Com isso, os dois empresários foram denunciados. No entanto, como a rescisão ainda não foi homologada pelo STF, Lindôra pede ao STJ que suspenda a tramitação da ação penal apenas em relação a Joesley e Wesley Batista, para aguardar a análise do STF sobre a rescisão do acordo.

De acordo com o MPF, o esquema de corrupção teria envolvido o pagamento de R$ 67 milhões em propina a Azambuja e aos outros denunciados. Como contrapartida, os agentes públicos garantiram isenções fiscais e benefícios ao grupo empresarial em valores que ultrapassam R$ 209 milhões. O principal operador do esquema era, segundo Lindôra, o filho do governador, Rodrigo Souza e Silva, também denunciado.

A peça acusatória, apresentada no âmbito do inquérito 1190, reúne provas obtidas na Operação Vostok, bem como provas compartilhadas a partir da Operação Lama Asfáltica, acordos de colaboração premiada e da quebra dos sigilos telefônico e bancário dos envolvidos. 

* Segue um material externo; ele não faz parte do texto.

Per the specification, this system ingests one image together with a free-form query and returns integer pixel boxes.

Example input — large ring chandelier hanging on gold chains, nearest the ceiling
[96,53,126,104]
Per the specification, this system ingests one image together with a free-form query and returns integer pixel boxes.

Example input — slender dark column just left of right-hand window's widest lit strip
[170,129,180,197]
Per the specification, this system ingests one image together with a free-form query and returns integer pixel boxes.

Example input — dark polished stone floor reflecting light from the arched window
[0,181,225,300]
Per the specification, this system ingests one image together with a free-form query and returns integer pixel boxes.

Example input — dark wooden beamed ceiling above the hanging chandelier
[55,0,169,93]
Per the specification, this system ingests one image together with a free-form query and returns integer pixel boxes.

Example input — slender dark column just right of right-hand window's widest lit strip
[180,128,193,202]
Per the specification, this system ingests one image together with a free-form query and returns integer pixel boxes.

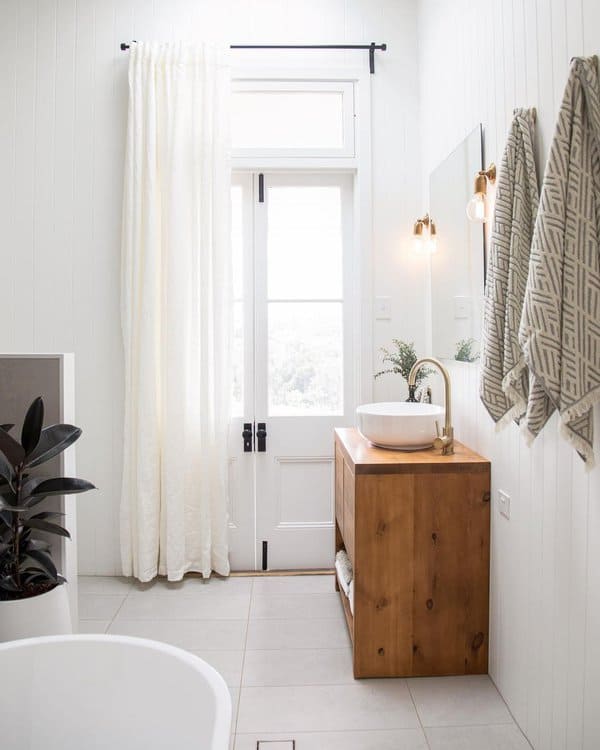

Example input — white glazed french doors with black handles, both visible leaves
[230,172,356,570]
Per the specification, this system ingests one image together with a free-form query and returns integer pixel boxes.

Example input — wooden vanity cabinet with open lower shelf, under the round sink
[335,428,490,677]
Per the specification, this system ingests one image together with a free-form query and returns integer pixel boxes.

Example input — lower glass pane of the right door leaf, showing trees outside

Segundo o MPF, há registros de que esquema de corrupção entre a JBS e o governo do MS ocorre desde pelo menos 2003, envolvendo sucessivos governadores. Ainda na campanha eleitoral, Azambuja procurou os empresários em busca de doações e, a partir daquele momento, começaram as tratativas para manutenção do esquema criminoso, caso ele fosse eleito, o que ocorreu em 2015.

Cerca de 30% dos valores que a JBS deixava de recolher aos cofres públicos em impostos, em decorrência dos Termos de Acordos de Regime Especial (Tares) ou aditivos assinados, eram repassados para o grupo da administração local. Os acordos teriam sido assinados por Márcio Campos Monteiro, na condição de secretário de Finanças.

As propinas teriam sido, então, dissimuladas por meio de doações eleitorais oficiais, que em seguida eram descontadas de uma “conta propina”, mantida pela JBS; por meio de notas fiscais frias emitidas por empresas e pecuaristas indicados pelo próprio Azambuja, sem a devida contrapartida em produtos ou serviços e com os valores revertidos direta ou indiretamente em benefício do governador; e por meio da entrega de dinheiro em espécie a emissários de Azambuja.

Segundo Lindôra Araújo, Azambuja esteve na sede da JBS em São Paulo em pelo menos duas ocasiões. As entregas de dinheiro eram acompanhadas pelo filho dele, que ligava para o operador responsável pelo recebimento e, em seguida, para o pai. “Esse padrão de comportamento denota que Rodrigo monitorava o recebimento de valores pagos a título de propina, em espécie, mas também, que reportava o ocorrido a seu pai, à medida que as situações se sucediam”.